ブッダの説いた原始仏教の中には、円成実証という言葉は出てきません。しかし、ブッダの言いたかったことを最も的確に著しているのが、この円成実証ではないかと思えるほどです。

では、どういうことかと言いますと、最も苦しいと思った体験の中に飛び込むことをブッダは求めていたと思います。飛び込むとは、あなたが誰にも言うこともできず、死ぬまで自分にさえ隠し通そう・なかったことにしようと抑圧してきたその体験を癒していく、光を当てていくことです。それを思い出すくらいなら、死んだ方がいいと思って、あなたは今までその体験を抑圧し続けてきました。しかし、ブッダはその中に飛び込むことを身をもって証明しているのです。さて、そうした時に何が起こるでしょうか。そうです。ブッダと成るのです。あなたの生きる意味・使命を知ることによって。ブッダと成る。ブッダとは覚醒に至った人のこと。それを一言で表すとするなら、宇宙との一体感を体得したと言えるでしょう。宇宙がそのまま自己の中に存在することを体得した、さながら円である宇宙が自己であることが分かったのです。円である宇宙がすなわち自己と成る。それを身をもって実証したこと。それが円成実証。ブッダは、それを知ってか知らずか、後々の仏教徒たちが、解釈に解釈を重ねていき、大乗仏教、そして密教、チベット、中国、そして日本に渡っていきました。後の仏教徒たちがブッダの教えを解釈し続け、展開して行ったことそれ自体が円成実証であり、もしかするとブッダの本当の意図はそこにあったのかと思うほどです。

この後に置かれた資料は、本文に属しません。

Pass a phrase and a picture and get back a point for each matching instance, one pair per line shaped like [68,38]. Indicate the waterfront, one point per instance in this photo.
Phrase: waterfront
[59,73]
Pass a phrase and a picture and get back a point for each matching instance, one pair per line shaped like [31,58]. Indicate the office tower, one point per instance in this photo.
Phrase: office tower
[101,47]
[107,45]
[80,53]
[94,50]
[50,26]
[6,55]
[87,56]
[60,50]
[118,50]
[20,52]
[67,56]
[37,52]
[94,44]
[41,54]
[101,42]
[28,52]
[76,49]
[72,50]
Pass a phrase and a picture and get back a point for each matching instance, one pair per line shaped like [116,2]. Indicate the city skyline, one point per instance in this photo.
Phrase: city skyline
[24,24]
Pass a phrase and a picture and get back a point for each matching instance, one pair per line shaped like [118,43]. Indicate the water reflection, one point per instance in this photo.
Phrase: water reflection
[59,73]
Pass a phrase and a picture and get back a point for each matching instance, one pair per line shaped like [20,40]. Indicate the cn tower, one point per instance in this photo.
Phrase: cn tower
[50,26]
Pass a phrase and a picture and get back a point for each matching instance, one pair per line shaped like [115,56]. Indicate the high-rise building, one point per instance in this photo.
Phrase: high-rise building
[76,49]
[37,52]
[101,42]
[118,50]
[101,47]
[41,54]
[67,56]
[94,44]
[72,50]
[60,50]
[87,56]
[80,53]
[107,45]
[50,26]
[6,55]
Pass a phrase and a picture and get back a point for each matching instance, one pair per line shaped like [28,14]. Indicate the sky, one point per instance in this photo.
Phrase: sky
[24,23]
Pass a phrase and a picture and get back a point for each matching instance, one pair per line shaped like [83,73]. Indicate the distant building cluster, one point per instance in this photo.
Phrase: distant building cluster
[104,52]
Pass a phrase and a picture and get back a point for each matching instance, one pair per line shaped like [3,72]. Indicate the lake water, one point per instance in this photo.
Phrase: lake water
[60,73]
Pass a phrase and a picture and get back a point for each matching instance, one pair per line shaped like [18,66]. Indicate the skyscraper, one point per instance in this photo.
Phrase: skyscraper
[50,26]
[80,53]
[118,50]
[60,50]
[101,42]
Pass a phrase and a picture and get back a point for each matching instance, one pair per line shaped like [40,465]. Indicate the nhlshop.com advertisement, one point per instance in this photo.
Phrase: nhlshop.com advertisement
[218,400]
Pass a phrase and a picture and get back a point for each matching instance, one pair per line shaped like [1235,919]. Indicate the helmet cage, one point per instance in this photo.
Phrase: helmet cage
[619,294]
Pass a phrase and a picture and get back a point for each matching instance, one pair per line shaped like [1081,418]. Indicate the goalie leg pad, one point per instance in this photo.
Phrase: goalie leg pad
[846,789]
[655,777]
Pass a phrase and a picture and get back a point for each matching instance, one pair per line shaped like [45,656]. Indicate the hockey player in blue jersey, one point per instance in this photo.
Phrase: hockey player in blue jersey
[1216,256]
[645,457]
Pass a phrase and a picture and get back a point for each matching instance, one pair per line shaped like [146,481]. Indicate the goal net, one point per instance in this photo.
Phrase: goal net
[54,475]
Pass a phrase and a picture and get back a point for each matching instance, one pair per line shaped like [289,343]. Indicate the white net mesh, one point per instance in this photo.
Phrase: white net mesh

そして、私たち後世の在家信者(寺の檀家である、それでも在家であると言えるとして)においての円成実証とは、宇宙との一体感を得る為には、あなたの命をかけた人生を送ることを選択すること。その具体的な方法は、あなたの最も辛く苦しい体験の中に飛び込むと決めること。つまりは、意識下に抑圧してきた体験を癒していくと決めること。

ブッダは言っています。あなたが最もいたたまれなかったあなたをあなたが受け入れること。その時、あなたの人生が、本当の輝きとなり、本来の姿を表すのです。

それを後世の仏教徒は円成実証と言って、ブッダの真意を著したのです。